Thursday, March 23rd, 2006

Cross media teams

Posted by Kevin Anderson

Eric Chaverou with Radio France is a multimedia reporter. We need more more multimedia reporters.

But I’m starting to see a theme here. Ten years into new media/online/interactive media, whatever you want to call it, we’re still struggling with integrating work processes and even more than that work cultures.

Eric said that Radio France created a small team of multimedia journalists because they were having difficulty getting their traditional radio staff to work for the web. He said:

The majority of radio people in Radio France told me that is not my job to make something for the website.

They spent a year following the recovery of one of the towns hit by the tsnunami. They went back every three months. Here is the result.

It is a really impressive effort, and they found that it was too complicated to ask their traditional journalists to do.

This morning, Dominique, talked about the tensions between the TV and interactive production schedules. TV still comes first.
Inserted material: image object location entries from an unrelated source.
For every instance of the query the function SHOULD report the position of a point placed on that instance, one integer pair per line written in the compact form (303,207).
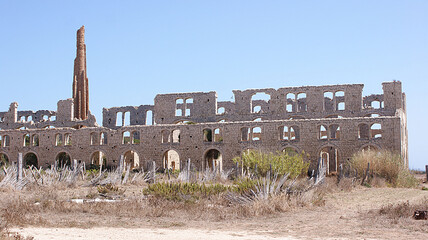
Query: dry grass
(384,164)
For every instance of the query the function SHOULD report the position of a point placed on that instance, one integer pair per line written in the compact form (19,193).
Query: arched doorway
(213,159)
(98,159)
(370,148)
(171,160)
(4,159)
(131,158)
(290,151)
(329,158)
(63,159)
(30,159)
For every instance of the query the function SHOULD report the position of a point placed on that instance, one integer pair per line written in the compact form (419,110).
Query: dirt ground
(343,215)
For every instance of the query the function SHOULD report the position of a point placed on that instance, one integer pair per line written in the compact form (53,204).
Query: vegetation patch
(279,162)
(384,164)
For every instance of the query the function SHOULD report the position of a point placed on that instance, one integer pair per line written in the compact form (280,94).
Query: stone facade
(332,122)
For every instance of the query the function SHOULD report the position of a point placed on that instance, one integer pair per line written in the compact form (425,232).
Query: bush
(184,191)
(281,162)
(384,164)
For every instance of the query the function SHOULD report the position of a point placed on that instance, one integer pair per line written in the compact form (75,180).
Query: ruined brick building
(332,122)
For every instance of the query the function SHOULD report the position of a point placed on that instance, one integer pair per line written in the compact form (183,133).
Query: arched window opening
(58,139)
(63,159)
(334,131)
(166,136)
(103,138)
(257,109)
(376,130)
(257,133)
(290,151)
(245,134)
(213,160)
(27,140)
(329,158)
(179,107)
(301,102)
(208,135)
(363,131)
(176,136)
(189,102)
(285,133)
(322,133)
(119,119)
(99,159)
(289,107)
(217,135)
(132,158)
(375,104)
(293,135)
(67,139)
(35,140)
(341,106)
(136,137)
(149,117)
(30,159)
(221,110)
(171,160)
(126,137)
(93,138)
(127,119)
(6,141)
(4,160)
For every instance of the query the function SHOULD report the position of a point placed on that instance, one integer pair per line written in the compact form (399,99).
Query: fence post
(188,169)
(426,171)
(153,171)
(121,164)
(19,168)
(74,165)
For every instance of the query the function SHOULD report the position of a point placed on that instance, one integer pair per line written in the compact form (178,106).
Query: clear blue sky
(136,49)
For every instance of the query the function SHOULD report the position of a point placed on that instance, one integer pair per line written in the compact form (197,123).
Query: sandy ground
(346,215)
(142,233)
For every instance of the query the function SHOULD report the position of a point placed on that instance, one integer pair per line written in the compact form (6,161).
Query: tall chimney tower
(80,79)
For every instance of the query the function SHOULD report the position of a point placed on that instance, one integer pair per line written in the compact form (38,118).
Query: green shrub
(384,164)
(281,162)
(184,191)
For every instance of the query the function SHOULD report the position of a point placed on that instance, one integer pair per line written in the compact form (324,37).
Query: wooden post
(188,169)
(121,164)
(74,165)
(426,171)
(339,176)
(255,170)
(19,168)
(153,171)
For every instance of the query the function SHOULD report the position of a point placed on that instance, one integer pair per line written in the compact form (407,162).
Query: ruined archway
(330,158)
(63,159)
(131,158)
(290,151)
(4,159)
(98,159)
(30,159)
(213,159)
(171,160)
Eric says the multimedia teams are now accepted six years. Before they were radio reporters so they had some legitimacy.

Now, he says it will be difficult to fold the multimedia teams to be folded back into the radio teams, although he thinks that is how it should have been from the start.

A colleague from Radio France asked them if it was difficult to juggle the demands of multiple media.

Eric replied that the reporters focus on the sound first and still photos second. They do not shoot video.

“I don’t want to pit radio against the internet.” he said.

Why is this still internet versus radio or versus TV? We’re still thinking in terms of platforms and not in terms of content.

We talk about cross platform content but what about cross platform thinking?

There is still a lot of thinking to be done about how to tailor content for best presentation on multiple media not to mention multimedia platforms, but this isn’t about technology or organisation structures, this is about the business cultures.